Project for analyzing news about "Subject", using the Guardian Media Group API and Python programming language, identify any
unusual events in the time series, and investigate the cause of these unusual events. For using this code, you must replace "subject" with your query. Also enter your own API-Key

1- Extract information about subject:

In [1]:
import requests

# Fetch articles about subject
def get_subject_articles(api_key, page_size=200): 
    # based on default behavior of the Guardian API, it limits the number of results returned per request.
    # by default, the API returns 10 results per request unless specified otherwise. Based on my test, The max page_size in 4/18/2024 could be 200!
    base_url = "https://content.guardianapis.com/search"
    params = {
        "q": "Subject",  # Enter your own query
        "api-key": api_key,
        "page-size": page_size  # specify the number of results per page
    }
    response = requests.get(base_url, params=params)
    if response.status_code == 200: #success
        data = response.json()
        return data['response']['results']
    else:
        print("Failed to retrieve articles.")
        return []

api_key = #"Enter your own API-Key here"
subject_articles = get_subject_articles(api_key)

#print subject articles
for result in subject_articles:
    print("Title:", result['webTitle'])
    print("URL:", result['webUrl'])
    print("Publication Date:", result['webPublicationDate'])
    print("Section Name:", result['sectionName'])
    print("---------------------------------------------------------------------------------------")

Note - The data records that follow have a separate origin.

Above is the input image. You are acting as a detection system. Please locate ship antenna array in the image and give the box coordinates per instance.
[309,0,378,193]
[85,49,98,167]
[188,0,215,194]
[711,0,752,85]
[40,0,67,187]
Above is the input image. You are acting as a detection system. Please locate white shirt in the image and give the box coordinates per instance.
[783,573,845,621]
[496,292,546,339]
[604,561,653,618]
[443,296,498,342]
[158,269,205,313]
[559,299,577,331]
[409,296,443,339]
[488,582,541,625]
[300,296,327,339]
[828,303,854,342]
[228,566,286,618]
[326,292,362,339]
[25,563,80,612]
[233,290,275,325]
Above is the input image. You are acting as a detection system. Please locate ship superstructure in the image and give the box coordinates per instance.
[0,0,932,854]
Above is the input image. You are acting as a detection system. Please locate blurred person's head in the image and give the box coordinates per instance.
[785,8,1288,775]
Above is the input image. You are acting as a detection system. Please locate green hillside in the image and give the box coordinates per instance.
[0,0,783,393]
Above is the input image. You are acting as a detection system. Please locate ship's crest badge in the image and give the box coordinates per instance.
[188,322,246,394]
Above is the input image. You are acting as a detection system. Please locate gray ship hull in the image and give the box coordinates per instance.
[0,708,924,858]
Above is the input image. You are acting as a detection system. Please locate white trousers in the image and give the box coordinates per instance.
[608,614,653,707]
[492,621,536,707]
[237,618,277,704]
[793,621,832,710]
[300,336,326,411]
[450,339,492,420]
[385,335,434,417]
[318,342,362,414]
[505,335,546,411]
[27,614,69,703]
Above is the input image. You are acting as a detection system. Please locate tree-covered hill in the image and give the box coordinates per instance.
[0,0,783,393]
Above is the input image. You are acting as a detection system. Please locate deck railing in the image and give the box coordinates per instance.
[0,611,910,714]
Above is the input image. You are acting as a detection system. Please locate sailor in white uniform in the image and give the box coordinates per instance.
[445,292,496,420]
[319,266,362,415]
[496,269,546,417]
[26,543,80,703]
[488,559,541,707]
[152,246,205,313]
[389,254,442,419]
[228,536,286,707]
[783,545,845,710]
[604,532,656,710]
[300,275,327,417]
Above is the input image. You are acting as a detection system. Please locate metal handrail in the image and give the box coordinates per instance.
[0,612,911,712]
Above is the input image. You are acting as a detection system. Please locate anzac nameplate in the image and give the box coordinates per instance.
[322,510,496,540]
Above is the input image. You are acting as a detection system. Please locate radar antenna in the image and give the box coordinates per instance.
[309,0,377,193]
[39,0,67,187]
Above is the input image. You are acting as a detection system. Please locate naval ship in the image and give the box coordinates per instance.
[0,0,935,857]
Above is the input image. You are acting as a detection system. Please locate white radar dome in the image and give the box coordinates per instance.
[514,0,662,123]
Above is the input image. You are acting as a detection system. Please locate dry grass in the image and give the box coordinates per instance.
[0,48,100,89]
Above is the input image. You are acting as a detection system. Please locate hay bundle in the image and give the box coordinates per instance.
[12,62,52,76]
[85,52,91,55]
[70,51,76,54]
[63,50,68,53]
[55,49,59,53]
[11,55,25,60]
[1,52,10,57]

Failed to retrieve articles.


2- Count the number of articles about subject since 01.01.2018:

In [2]:
# based on API limitation, we have just 200 articles about subject, and the min date of them is 2022-02-17, 
# as it's becuase of API limitation, I already write a code for filter articles to be after 01.01.2018
# our API is Developer version, we can order commercial API to have more articles

from collections import defaultdict
from datetime import datetime

# convert string to datetime
def convert_to_datetime(date_string):
    return datetime.strptime(date_string , '%Y-%m-%dT%H:%M:%SZ' )
    
# count num of subject articles for each date 
def count_articles_by_date(articles):
    article_counts = defaultdict(int)
    for article in articles:
        publication_date = datetime.strptime(article['webPublicationDate'], "%Y-%m-%dT%H:%M:%SZ").date()
        article_counts[publication_date] += 1
    return article_counts

subject_articles_since_2018 = [article for article in subject_articles
                                      if convert_to_datetime(article['webPublicationDate']) > convert_to_datetime('2018-01-01T00:00:00Z')]
article_counts = count_articles_by_date(subject_articles_since_2018)
print("Number of articles about subject since 01.01.2018:")
for date, count in sorted(article_counts.items()):
    print(f"{date}: {count}")

Number of articles about subject since 01.01.2018:


3. Calculate the average of all days for the above-mentioned period from “No. of articles”.

In [3]:
# if I had complete output from API, the correct code is that we count number of days from 01.01.2018 till now and use it as divisor
# but now I just count num of days between min and max dates that we have article
def calculate_average(article_counts):
    print("min date: ", min(article_counts.keys()))
    print("max date: ", max(article_counts.keys()))
    total_days = (max(article_counts.keys()) - min(article_counts.keys())).days + 1
    total_articles = sum(article_counts.values())
    return total_articles / total_days

average_articles_per_day = calculate_average(article_counts)
print("average_articles_per_day : ",average_articles_per_day)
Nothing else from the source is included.